Number of ways in which $5$ boys and $5$ girls are ordered in such a way that exactly $4$ girls stand consecutively in the queue

The logic of $7!\times4!\times\binom{5}{1}$ if clearly flawed. It also contains instances in which 5 girls were standing consecutively which is in contradiction with the demand of the question.

So, we can't do it the way you did. We have to make sure that $5$ girls do not stand consecutively in the queue.

The first part of the task is to identify a girl which will not be in the consecutive part of the queue. This can be done in $\binom{5}{1}$ ways.
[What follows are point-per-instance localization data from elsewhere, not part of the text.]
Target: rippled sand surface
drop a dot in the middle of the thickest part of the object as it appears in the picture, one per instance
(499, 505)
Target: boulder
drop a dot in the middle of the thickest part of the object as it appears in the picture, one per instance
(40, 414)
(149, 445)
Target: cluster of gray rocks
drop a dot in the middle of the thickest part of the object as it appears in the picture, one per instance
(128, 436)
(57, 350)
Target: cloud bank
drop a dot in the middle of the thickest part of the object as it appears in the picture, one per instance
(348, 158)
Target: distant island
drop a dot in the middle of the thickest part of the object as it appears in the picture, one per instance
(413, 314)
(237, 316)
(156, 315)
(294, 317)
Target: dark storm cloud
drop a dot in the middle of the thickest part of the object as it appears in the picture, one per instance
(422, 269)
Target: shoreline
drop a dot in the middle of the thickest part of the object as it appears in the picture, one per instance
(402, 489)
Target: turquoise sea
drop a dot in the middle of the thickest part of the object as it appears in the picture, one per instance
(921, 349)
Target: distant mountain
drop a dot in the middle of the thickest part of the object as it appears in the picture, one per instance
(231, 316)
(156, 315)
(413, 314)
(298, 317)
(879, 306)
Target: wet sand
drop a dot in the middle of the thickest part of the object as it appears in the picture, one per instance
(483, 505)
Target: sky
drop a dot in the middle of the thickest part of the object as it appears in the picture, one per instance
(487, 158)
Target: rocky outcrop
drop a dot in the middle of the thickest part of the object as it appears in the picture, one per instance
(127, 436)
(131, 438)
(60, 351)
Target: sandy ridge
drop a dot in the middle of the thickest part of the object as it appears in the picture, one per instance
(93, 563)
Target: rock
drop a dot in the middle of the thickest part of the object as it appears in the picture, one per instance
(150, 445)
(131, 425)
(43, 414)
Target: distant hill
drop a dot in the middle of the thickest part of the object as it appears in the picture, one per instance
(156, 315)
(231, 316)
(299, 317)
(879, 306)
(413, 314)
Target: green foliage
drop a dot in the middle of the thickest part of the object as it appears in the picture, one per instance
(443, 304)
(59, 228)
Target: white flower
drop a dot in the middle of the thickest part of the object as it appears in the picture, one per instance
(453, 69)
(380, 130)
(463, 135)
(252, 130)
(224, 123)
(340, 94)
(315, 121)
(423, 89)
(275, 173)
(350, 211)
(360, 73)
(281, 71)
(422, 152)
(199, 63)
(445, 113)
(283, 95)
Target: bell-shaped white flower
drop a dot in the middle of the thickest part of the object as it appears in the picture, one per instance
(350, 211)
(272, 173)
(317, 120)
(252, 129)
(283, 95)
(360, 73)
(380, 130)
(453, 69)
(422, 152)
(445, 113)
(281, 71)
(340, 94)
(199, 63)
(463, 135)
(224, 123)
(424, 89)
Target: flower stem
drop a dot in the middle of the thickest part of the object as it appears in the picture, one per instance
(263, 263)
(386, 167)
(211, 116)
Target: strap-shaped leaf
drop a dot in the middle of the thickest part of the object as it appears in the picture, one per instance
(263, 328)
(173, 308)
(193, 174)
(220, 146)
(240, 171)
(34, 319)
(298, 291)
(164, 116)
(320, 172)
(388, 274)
Remaining $4$ girls will be standing consecutively but they may be standing in any order. So the number of orders possible for these girls is $4!$.

We have a group of $7$ objects, $4$ girls(counted as $1$), $1$ girl and $5$ different boys. These can be permuted in $7!$ ways but we have a restriction and we have to take care of that. First of all, we'll keep $4$ girls and $1$ girl in position with the given restriction. These $2$ objects can be kept in $7$ slots in $\binom{7}{2}\times2$ ways but we have $6\times2$ positions where we don't want these two groups to sit. SO the total no. of ways in which these $2$ groups can sit is:- $\binom{7}{2}\times2 - 6\times2 = 6\times5$. Now the remaining 5 boys can sit in 5 slots in $5!$ ways.

Hence the value of $m$ is $\binom{5}{1}\times4!\times6\times5\times5!$. This explains the answer you found in the book.

1. You can line up the boys in $5!$ ways.
2. Next choose one of the $6$ gaps for the $4$ girls who are together.
3. Then choose the $4$ girls and arrange them in order, which can be done in $\binom{5}{4}4!=5!$ ways.
4. Finally, choose one of the $5$ gaps left for the remaining girl.

This gives $5!\cdot6\cdot5!\cdot5=5!\cdot6!\cdot5=432,000$ possibilities.